KI-Versteher

Was macht ein Prompter?

06.07.2023 von Martin Weis
Die Fähigkeit, Eingabeaufforderungen (Prompts) in KI-Tools so zu formulieren, ist eine begehrte Kompetenz. Für welche Aufgaben werden nun AI Prompter gebraucht, welche Kenntnisse sind erforderlich?
Ein neues Berubsbild entsteht - das des Prompters, der idealerweise sowohl gut programmieren kann und sprachlich sehr fit ist.
Foto: TippaPatt - shutterstock.com

Der Launch des KI-Chatbots ChatGPT hat Begeisterung, aber auch Ängste ausgelöst. Wie wird sich die Berufswelt verändern? Werden Berufe aussterben? Zeitgleich ist eine neue Berufsbezeichnung in den Interessensfokus gerückt: AI Prompter oder Prompt Engineer. Das KI-Startup Anthropic bot zum Beispiel in einer Stellenanzeige ein sagenhaftes Gehalt im dreistelligen Bereich für jemanden mit solch einer KI-Expertise. Auch in Deutschland kommen die ersten AI Prompter zum Einsatz, vornehmlich in Marketingagenturen.

Prompting - auf die Präzision kommt es an

Mit dem Prompt Engineering verhält es sich ähnlich wie mit der Google-Suche: Je genauer die Eingaben, desto besser ist der Output. ChatGPT als Sprachverarbeitungsprogramm, das mit riesigen Datenmengen aus dem Internet sowie aus Büchern trainiert wurde, kann Fragen beantworten, Stories generieren, Softwarecode schreiben und Texte aus Daten generieren. Die Eingabeaufforderung in großen Sprachmodellen (Large Language Model, LLMs) wie ChatGPT kann von einer einfachen Frage bis hin zu einem komplexen Thema mit einer Vielzahl von Fakten reichen. Präzision ist bei den Prompts der Schlüssel zum Erfolg.

Ein AI Prompter versteht es, mit der Maschine so zu kommunizieren, dass die KI ihr volles Potenzial entfalten kann.
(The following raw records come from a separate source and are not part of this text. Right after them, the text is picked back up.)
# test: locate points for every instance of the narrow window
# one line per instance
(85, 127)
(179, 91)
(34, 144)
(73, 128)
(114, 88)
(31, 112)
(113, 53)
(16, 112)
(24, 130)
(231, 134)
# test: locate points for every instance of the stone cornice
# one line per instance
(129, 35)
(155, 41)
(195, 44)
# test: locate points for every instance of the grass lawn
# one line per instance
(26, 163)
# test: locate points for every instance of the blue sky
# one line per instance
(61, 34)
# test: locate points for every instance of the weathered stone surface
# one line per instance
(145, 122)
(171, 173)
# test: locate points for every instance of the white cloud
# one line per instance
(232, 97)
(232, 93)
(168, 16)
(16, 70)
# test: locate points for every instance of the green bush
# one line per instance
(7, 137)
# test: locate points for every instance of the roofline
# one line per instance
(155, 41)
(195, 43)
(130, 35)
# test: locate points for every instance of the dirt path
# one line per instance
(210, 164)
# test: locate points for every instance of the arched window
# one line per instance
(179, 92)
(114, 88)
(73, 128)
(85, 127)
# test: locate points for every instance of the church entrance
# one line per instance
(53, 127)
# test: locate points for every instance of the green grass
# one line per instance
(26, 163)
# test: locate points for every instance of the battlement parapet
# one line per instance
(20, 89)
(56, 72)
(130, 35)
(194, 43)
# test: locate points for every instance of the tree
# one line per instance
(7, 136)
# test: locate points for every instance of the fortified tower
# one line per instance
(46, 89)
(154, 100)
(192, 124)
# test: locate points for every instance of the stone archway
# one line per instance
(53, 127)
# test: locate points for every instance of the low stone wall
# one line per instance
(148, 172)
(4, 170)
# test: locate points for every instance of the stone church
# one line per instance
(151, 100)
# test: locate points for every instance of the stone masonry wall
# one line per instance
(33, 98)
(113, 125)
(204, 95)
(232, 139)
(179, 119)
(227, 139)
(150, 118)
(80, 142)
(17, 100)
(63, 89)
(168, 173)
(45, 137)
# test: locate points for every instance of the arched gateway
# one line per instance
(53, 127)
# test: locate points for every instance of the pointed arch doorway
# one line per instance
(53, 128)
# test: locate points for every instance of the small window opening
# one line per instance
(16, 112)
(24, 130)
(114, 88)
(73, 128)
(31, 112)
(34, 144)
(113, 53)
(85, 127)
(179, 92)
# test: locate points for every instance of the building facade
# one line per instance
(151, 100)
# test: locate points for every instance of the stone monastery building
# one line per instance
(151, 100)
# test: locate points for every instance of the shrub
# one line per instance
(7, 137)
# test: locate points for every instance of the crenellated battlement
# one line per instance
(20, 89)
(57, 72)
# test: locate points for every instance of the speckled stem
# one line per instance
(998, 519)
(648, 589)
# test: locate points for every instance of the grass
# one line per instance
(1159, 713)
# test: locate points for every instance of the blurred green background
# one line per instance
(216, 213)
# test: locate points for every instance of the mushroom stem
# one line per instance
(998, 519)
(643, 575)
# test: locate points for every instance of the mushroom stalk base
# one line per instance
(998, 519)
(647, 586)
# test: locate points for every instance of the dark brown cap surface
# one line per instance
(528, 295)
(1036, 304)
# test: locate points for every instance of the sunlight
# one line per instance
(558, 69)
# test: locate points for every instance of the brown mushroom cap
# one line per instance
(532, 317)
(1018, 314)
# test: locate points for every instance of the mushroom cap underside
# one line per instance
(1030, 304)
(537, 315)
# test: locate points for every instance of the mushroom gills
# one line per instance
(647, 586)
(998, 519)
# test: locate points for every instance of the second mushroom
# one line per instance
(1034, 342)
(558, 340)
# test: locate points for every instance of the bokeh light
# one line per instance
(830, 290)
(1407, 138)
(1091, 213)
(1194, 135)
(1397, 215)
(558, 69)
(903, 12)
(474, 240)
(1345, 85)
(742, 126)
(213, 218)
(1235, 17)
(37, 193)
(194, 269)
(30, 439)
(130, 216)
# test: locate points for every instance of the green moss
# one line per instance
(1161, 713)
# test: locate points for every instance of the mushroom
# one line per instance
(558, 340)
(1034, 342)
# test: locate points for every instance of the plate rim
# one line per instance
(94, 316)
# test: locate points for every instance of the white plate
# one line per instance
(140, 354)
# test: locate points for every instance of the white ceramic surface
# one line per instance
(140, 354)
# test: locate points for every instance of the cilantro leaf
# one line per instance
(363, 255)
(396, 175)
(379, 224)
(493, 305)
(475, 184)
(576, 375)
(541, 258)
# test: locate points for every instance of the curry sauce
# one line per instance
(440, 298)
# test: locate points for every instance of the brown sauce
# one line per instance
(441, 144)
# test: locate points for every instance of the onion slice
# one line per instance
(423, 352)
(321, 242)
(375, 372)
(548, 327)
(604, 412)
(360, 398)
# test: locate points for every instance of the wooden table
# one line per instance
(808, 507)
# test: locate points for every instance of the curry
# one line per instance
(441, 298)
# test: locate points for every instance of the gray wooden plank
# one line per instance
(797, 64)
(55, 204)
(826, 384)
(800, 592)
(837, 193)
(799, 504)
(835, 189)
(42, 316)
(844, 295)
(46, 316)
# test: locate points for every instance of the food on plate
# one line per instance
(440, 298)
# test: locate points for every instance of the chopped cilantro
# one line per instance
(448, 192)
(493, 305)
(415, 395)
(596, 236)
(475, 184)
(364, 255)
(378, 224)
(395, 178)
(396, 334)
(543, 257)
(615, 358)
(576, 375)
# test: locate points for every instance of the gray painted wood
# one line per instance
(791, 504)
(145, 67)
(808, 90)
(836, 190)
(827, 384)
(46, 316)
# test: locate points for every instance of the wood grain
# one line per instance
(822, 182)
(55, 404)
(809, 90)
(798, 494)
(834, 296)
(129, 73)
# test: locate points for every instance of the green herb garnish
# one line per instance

Erfolgreiche Prompts kombinieren Anweisungen, Fragen, Dateninput und Beispiele. Dabei lassen sich bessere Ergebnisse erzielen, wenn man die KI auffordert, eine bestimmte Identität anzunehmen - ein Text in der Rolle eines Journalisten oder einer Journalistin wird dann anders aussehen als aus der Perspektive eines Wissenschaftlers oder einer Wissenschaftlerin. Das Prompting generiert hochwertige Trainingsdaten, die es dem KI-Modell ermöglichen, genaue Vorhersagen und Entscheidungen zu treffen. Dies ist ein wesentlicher Schritt bei der Weiterentwicklung von KI-Systemen.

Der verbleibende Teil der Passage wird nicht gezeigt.